From an Intuitionist/Constructivist point of view, mathematics is part of the structure of the human mind. As such it is evolved and shaped by the universe, not just made of nothing as the Formalist might suggest, but neither shaped perfectly to the universe, as the Platonist might expect.

From this perspective, mathematics studies the deepest aspects of human psychology, the primitive intuitions that allow us to make a combined whole out of our perceptual mechanisms and our linguistic structures. The sorts of things that all perception and all language must obey, whatever more situational adaptations enter into the mix at a higher level, or whatever compromises happen in the name of efficiency. Things like the nature of succession that allows us to represent time in language, or disjunction, conjunction and implication as natural ways of combining expectations without having to do any coping of the expectations themselves to make them fit together.

This encourages us to trust mathematics to a considerable degree, but not to be overwhelmed with surprise when we find that it contains paradoxes. We should expect honest paradoxes, places where two competing intuitions evolved for to different purposes compete and do not agree. Russel's paradox is not just a language trick. The paradoxes of measure like the Banach-Tarski theorem are not indicators that 'something is wrong' with either the axiom of choice or the notion of measurement. Natural needs do not have to fit together. Sometimes there are basic problems nature has not yet addressed.

It also explains the 'unexpected' success of math in our science. Something that is largely responsible for our survival as a species, perhaps so deeply embedded that we cannot really believe its most basic causes are false, has been challenged a great deal, and has successfully saved us over and over again. And we are still here. So none of its errors can be too near the surface, or can really matter all that much when they are applied to important things.

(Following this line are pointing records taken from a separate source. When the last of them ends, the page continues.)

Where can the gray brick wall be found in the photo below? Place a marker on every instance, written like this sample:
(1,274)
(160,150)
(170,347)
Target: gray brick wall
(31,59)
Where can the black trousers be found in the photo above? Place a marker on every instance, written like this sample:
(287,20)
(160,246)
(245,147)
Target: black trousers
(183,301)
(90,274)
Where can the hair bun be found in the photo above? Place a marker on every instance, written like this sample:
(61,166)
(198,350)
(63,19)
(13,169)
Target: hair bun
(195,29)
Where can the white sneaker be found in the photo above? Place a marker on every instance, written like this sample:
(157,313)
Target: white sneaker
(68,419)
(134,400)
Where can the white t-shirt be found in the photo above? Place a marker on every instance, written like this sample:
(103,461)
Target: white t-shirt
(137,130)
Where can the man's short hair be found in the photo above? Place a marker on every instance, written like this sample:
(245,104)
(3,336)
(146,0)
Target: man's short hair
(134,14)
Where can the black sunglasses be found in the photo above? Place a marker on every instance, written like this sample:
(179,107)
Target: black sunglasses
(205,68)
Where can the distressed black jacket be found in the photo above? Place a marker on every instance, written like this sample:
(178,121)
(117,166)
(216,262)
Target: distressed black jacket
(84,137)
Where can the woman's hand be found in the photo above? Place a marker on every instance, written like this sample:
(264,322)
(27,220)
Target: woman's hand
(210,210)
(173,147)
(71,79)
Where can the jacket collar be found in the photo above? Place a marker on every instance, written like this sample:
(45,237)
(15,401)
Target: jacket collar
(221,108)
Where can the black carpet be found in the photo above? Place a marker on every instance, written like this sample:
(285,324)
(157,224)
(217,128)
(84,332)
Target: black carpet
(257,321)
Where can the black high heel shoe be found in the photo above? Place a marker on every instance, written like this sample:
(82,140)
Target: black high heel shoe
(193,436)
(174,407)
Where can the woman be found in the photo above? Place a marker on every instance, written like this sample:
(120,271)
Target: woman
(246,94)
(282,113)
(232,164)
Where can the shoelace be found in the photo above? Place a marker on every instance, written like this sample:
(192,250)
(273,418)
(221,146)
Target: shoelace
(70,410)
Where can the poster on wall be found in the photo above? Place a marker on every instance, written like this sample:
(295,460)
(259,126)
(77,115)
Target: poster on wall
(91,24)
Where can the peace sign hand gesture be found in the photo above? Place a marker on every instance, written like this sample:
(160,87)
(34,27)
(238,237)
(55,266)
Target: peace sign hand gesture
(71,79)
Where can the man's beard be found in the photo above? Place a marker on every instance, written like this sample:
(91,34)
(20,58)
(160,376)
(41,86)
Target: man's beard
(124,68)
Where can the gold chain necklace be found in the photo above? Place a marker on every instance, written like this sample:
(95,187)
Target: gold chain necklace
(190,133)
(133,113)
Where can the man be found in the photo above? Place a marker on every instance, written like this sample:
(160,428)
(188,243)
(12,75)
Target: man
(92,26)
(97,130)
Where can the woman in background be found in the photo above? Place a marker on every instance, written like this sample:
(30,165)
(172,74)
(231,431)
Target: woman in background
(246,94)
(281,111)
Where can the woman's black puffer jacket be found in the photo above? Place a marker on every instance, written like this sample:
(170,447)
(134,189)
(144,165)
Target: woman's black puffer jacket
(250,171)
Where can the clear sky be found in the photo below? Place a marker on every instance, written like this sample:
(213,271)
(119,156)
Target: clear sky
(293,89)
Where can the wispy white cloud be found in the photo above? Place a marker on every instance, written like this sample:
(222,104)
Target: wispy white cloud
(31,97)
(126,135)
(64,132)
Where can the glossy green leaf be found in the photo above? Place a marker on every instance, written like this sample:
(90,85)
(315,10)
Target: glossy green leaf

Then the ultimate gaps and paradoxes are problems that arise from intuitions that do not come together naturally and have not been simultaneously important often enough to have evolutionary forces apply to them and shape them into a common whole. We have never needed to know how an overarching logical system modeling human arguments in their most abstract forms works, and we should not be shocked if it just doesn't. That does not make the system itself any less real, or keep it from helping us negotiate contracts and decide which theories of causation are most likely when we encounter arguments about the relationships people build.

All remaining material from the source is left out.